Water resources engineer, Jacobs

E4C Fellowship Alumni: Where Are They Now?

Engineering for Change’s Fellowship is a workforce development program in social innovation that activates and empowers early career engineers worldwide to solve local and global challenges. Through our program, Fellows are provided a unique opportunity to develop professional and technical skills as well as gain exposure to our growing network of experts in this space. In this virtual panel, E4C Fellowship Alumni will share insights into their professional careers paths and their trajectory since becoming E4C Fellows.

Date: Wednesday August 24th | Time: 9am to 10:30am ET

Speakers

Kathleen Kirsch worked as an E4C Fellow in 2019, researching sanitation technologies and social innovation in Tunisia. Before beginning her E4C Fellowship, Kathleen completed her Master of Public Policy and M.S. Civil & Environmental Engineering at the University of California, Berkeley, conducting research on waste management policies, green bond financing for sustainable infrastructure, and solutions to air pollution from crop burning. Prior to entering graduate school, she worked in the Peace Corps in Cameroon and managed a WASH program with SEED Madagascar. Kathleen is currently a US Agency for International Development Foreign Service Officer, working as an Engineering Officer in Egypt. She is also pursuing a PhD in Environmental Engineering at the University of Colorado Boulder.

Emmanuel Kinyanjui is an engineer based in Nairobi, Kenya. He leads the Digital and Financial Services team at Twiga Foods Ltd. Emmanuel graduated from Jomo Kenyatta University of Agriculture and Technology with a Bachelors of Science in Mechatronic Engineering. While in school, his project dubbed the MiniMRF earned first prize in the 2018 Autodesk Design NextAfrica Challenge for the Product Design Category. Emmanuel is an accomplished coder and programmer. His life mission is to be part of teams that build products, services and experiences that matter. He enjoys using his skills to build fit-for-purpose systems that modernize African retail.

Krista Liguori is a double E4C Alum: she was a Research Fellow in the 2015 cohort and an Expert Fellow during the 2017 cohort.

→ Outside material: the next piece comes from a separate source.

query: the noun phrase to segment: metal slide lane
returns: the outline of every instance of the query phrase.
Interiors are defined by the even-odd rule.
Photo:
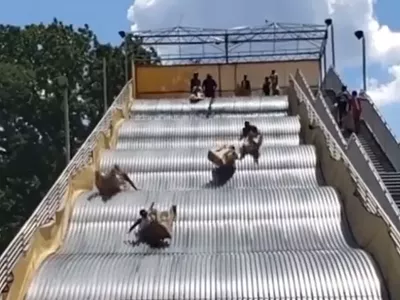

Her interests and specialty align best with the Water and Health sectors. Krista studied Biology at Pennsylvania State University, received her Master’s of Science in Public Health from Johns Hopkins University, and she is a fourth-year doctoral student at Virginia Polytechnic Institute and State University (Virginia Tech) studying Environmental Engineering. Between her Master’s and PhD, Krista worked at the US Environmental Protection Agency Headquarters in Washington, DC, writing human health-risk assessments and pre-regulatory criteria. She left EPA to work on a contract with the US Centers for Disease Control and Prevention to conduct a state-wide HIV surveillance program for Texas, one of the first to utilize molecular cluster detection to prevent the spread of HIV in high-risk communities. As a doctoral scholar, Krista studies antibiotic resistance in water environments, specifically wastewater, surface water, and well water.

Bryan Sherill worked as an Engineering for Change Fellow in 2020, researching ecological resilience and endemic technologies in the Mt. Elgon region of Eastern Uganda. Prior to the E4C fellowship, he completed his Bachelors in Civil and Environmental Engineering at Lafayette College, where he lived and worked in Guatemala for his Senior thesis on cultural identity within economic and engineering development, and enrolled in the Masters in Development Practice program at Columbia University. Following his E4C fellowship, he returned to Columbia University and graduated in the Spring of 2022, focusing on water and energy systems policy and finance. He is now a Water Resources Engineer in Training at Jacobs engineering in Sacramento, California, working on investment strategy and planning efforts for flood mitigation and ecosystem resilience at the State level. developing educational resources on placing global responsibility at the heart of how engineering is taught and practiced, and developing the design challenges that inspired him to be more globally responsible in engineering.